Design and implement a (Deep) Neural Network to identify and output rooftop coordinates in a specific region of interest (Ref 17/01)

Company: Bird.i

Location: 20-23 Woodside Place, Glasgow

Company Description: Bird.i is a Big Data Analytics start-up exploiting satellite, airborne and UAV imagery. Its objective is to create the market place for observation imagery, serving any type of businesses and individuals. Bird.i’s ambition is to bring observation imagery to the reach of the mass market via an API to be consumed in mobile and web applications.
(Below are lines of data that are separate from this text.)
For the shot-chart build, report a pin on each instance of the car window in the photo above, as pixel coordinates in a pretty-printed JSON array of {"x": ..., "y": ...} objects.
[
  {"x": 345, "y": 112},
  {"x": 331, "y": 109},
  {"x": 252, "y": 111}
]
Project Description: Surveying buildings to establish rooftop surface areas for solar panel installation is a time-consuming and labour-intensive effort. The aim of this project is to build a big data machine-learning pipeline that will aid in automated estimation of rooftop surface areas in a high-resolution satellite image based on raster map tiles. The solution will be trained and used on satellite images from a limited geographic area. The scope will be defined at the beginning of the project.

Student Specification:

  • Programming skills in Python
  • Knowledge of Machine Learning and Neural Networks for Image classification
  • Familiar with Deep Learning APIs like Tensorflow, Caffe and Theano
  • Familiar working in an IDE (preferably Eclipse for Python), version control and Agile methodology
  • Ability to work on their own and as a part of a team

Target courses: Big Data, Data Analytics, Remote Sensing, Earth Observation

The Nitty Gritty: Work period to be agreed with successful candidate but nominally to start 5 June 2017 for a duration of three months. £1,100 pcm.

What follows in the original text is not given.